As so often happens in the world of quotes, once a saying is misattributed it can spread like wildfire, especially in the day of the internet.
The quote should actually be attributed to Stephen Grellet (2 November 1773 – 16 November 1855) born Etienne de Grellet du Mabillier, who was a prominent Quaker evangelist and traveler. In various places it is attributed to William Penn or Mahatma Gandhi. According to various Quaker websites as well as Wikiquote, Grellet is the author. As long as people the world over are inspired by the sentiment, I doubt he would mind. No less than the Wordsworth Dictionary of Quotations, however, cites Grellet as the author.
British religious leader William Penn (1644-1718) was a champion for peace, love, and liberty. Born in London, he was the wealthy son of naval hero Admiral Sir William Penn. Young William studied at Oxford, became an advocate for Quaker practices, and was imprisoned for his "radical" writings. I love this quote by Penn:
"No pain, no palm; no thorns, no throne; no gall, no glory; no cross, no crown," he once proclaimedin "No Cross, No Crown."
Some additional Grellet quotes are:
"If I can anyway contribute to the diversion or improvement of the country in which I live, I shall leave it, when I am summoned out of it, with the satisfaction of thinking that I have not lived in vain."
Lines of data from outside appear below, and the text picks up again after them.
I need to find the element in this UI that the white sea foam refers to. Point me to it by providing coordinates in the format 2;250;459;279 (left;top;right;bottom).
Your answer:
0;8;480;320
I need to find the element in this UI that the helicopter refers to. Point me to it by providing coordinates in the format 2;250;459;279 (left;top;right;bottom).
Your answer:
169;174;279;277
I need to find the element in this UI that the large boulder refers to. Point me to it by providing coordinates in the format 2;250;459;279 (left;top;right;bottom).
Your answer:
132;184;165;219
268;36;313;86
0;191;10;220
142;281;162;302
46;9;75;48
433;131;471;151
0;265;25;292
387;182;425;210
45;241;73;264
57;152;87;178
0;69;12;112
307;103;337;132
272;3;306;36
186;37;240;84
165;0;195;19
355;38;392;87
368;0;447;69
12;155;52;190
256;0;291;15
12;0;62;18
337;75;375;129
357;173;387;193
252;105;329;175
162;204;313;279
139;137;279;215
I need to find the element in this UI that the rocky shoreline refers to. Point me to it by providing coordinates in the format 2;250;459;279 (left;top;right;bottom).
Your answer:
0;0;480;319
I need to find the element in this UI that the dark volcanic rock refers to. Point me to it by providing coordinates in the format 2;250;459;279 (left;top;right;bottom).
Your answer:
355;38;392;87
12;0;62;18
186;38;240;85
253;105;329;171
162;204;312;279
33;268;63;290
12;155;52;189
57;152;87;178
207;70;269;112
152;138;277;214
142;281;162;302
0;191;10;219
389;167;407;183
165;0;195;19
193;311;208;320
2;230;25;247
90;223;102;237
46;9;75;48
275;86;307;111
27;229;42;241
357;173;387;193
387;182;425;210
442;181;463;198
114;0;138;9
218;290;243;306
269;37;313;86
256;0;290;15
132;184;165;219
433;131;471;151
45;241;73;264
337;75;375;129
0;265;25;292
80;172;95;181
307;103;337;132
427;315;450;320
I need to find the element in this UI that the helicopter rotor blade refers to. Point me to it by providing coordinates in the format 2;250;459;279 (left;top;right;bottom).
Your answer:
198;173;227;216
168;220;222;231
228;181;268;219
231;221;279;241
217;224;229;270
"I was suddenly arrested by what seemed to be an awful voice proclaiming the words, "Eternity! Eternity! Eternity!" It reached my very soul— my whole man shook— it brought me like Saul to the ground. The great depravity and sinfulness of my heart were set before me, and the gulf of everlasting destruction to which I was verging. I was made to bitterly cry out, "If there is no God— doubtless there is a hell." I found myself in the midst of it."